The problem: a bout with cancer and a fall that resulted in a broken hip and shoulder, a one-two punch all too familiar to many members of the Sandwich Generation, who’ll probably appreciate Morse’s riffs on the medical system (and in particular the acronym she used for her mother’s former HMO, derived from a phrase I can’t repeat here).

“There’s something about having a common adversary that kind of bonded us,” she said.

And when Morse, a former actress who’s worked as a book editor, realized the emails she’d been sending to update her siblings on their mother might be the basis for a book, she found a new bond.

“Everybody was saying to me, ‘Are you going to publish the book after she dies?’ I really wanted to not wait,” she said.

So she decided to share the project with her mother as she wrote it.

“I had to be introspective about her to write things about how I was feeling about her, that I had never been able to find a way to express to her one-on-one,” she said.

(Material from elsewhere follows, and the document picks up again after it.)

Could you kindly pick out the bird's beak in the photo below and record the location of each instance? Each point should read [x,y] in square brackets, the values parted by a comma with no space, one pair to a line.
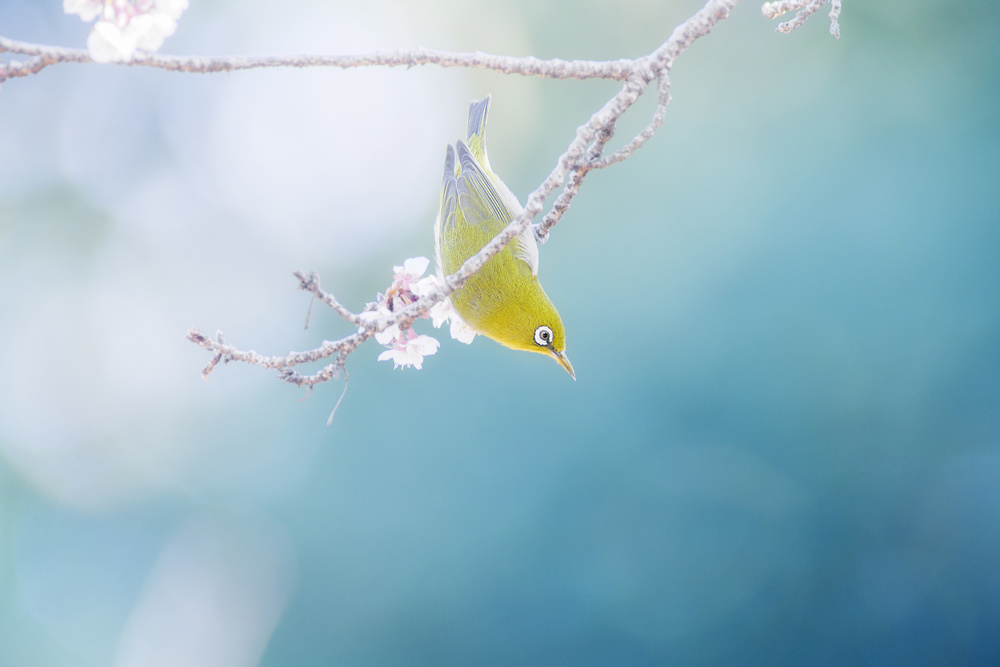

She’d take each chapter to her mother for review, “and I would always be quaking in my boots that she would be horrified, or insulted or just embarrassed at the idea that I was actually going to publish this thing.”

Instead, “what was so amazing (was) that I could go to her and read this stuff to her and she would be howling with laughter.”

“We had never really been able to laugh at the same joke at the same time until this book. Neither one of us really got each other’s sense of humor in a way that was all satisfying. And now we do. I feel really lucky and really grateful that we were able to do it.”